4. Profit! End up with children who are frustrated and angered by the sight of numbers, and have little to no idea that there are ways in which this sort of problem can be approached, let alone relatively simple and rigorous ways to prove them correct, let alone that the solution raises all sorts of other questions, which can themselves be answered...

The actual problem was "Take the nine numbers 2 to 10, and arrange them in three groups of three so that each group adds to the same number."

The suggested approach was to "write the numbers on pieces of paper, and arrange them into the right groups."

No, seriously, the suggested approach was to randomly shuffle the numbers until they (magically) come out in the right order. Personally, I'm wondering if there is a worse possible approach to the problem.

When I sat down with Miss A to approach this, my first question was: so, what is the number they have to add up to?

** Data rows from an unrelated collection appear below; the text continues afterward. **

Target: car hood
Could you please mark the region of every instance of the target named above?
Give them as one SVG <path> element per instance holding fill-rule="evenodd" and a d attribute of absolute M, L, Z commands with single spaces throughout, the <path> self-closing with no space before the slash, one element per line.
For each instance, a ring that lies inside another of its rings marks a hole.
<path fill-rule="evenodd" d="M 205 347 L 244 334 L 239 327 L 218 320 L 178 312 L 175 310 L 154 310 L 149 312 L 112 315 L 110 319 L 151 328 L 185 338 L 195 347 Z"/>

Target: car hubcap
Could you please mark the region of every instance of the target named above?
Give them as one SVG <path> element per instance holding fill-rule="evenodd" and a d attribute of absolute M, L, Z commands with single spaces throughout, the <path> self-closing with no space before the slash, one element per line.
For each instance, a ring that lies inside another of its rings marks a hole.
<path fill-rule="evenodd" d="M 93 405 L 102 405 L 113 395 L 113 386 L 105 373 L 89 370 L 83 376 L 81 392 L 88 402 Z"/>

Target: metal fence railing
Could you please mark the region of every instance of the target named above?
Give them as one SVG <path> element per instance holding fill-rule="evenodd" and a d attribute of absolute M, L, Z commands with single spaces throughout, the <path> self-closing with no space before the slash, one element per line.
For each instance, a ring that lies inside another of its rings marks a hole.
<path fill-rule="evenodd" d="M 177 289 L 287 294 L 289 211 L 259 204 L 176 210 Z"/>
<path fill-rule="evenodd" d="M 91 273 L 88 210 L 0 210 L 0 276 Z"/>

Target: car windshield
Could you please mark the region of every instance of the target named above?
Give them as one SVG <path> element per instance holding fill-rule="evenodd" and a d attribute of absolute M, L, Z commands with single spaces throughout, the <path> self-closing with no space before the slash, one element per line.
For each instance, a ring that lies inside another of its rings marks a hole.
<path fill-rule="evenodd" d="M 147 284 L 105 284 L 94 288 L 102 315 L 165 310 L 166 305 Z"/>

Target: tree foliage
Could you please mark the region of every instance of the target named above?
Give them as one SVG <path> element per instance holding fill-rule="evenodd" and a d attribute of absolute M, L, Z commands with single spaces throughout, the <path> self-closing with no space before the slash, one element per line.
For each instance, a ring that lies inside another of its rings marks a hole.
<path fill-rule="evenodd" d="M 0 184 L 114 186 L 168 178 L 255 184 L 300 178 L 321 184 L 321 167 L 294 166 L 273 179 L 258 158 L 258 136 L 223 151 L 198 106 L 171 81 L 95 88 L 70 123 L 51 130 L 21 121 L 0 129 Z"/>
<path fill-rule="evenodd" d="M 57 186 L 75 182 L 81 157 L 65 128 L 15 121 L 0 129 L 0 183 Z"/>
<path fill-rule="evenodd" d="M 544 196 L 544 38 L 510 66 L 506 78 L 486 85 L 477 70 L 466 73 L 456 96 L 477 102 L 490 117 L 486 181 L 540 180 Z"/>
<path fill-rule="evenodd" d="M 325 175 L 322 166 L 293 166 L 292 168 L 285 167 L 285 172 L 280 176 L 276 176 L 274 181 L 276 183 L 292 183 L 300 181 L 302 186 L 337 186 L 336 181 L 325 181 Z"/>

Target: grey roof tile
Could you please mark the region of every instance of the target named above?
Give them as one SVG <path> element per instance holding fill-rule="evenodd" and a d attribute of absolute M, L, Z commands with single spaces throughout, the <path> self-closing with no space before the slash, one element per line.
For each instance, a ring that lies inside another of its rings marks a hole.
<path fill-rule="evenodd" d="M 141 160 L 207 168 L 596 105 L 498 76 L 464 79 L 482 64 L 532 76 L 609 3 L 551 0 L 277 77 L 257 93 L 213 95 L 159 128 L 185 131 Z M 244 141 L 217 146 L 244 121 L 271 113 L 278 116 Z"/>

What you're looking for is

x = a + b + c
  = d + e + f
  = g + h + i

So the first thing to notice is that

a + b + c + d + e + f + g + h + i = 3x

The sum of 2..10 is 54, so the answer to each group of three must be 54/3 = 18.

So then we need an algorithm to fill in the blanks. Start with the biggest number, so

18 = 10 + b + c

b≠9, because that is already too big. And while 10+8 = 18, that only works if c=0, which isn't an available value. Neither is 1, so b≠7. So by elimination, we have a=10, b=6, c=2. Then do the same with the remaining numbers (d=9, e=5, f=4), and the remaining three must be g, h and i. Luckily, when you check, they are.

There was a secondary part to do the same thing with the set B = [3..11]. And yes, we showed that the algorithm still works. Only now the sum to each group is 21.

Hang on, 21 = 18+3, and we're dealing with groups of three... that can't be a coincidence, can it? It turns out, if you compare the ordered sets, then you see that each number B_x is just A_x+1. So if each number has 1 added, then each group must have 3 added to the total for it to work out.

And if we've just solved this problem for the set N₂ = [2..10], and for N₂₊₁, then we've demonstrated that the solution will work for N_x, where x is any positive integer. So for the set [1..9], the sum to each group should be 15... and when you check, it is.

But wait... what we've got can be drawn in a grid

10	6	2	=18
9	5	4	=18
8	7	3	=18

If we re-arrange the numbers within each row, then we get

10	6	2	=18
5	4	9	=18
3	8	7	=18
= 18	= 18	= 18

And if you do a bit of matrix manipulation, then you get a Magic Square, where the rows, columns and diagonals all add up to the same magic number.

And we've proved that this pattern is a Magic Square whether you pick your nine numbers starting from 2, 3, 1, 512, 100473, or whatever. I wonder if it works for other progressions? Say, N⁵₅ = [5, 10, 15, ..., 45]? (It does, but proof is an exercise for the reader.) Or for negative integers? What would we have to do to the algorithm to make it work? What about magic squares of order 4, 5, 19? What about...?


Just look at all this number theory we got from a question where the suggested approach was to "fiddle randomly and hope you trip over the right answer."

I'm sure there's some sort of pedagogical approach which calls for the systematic frustration of children, and the comprehensive murder of any potential joy of mathematics, but for the life of me I can't think what it is.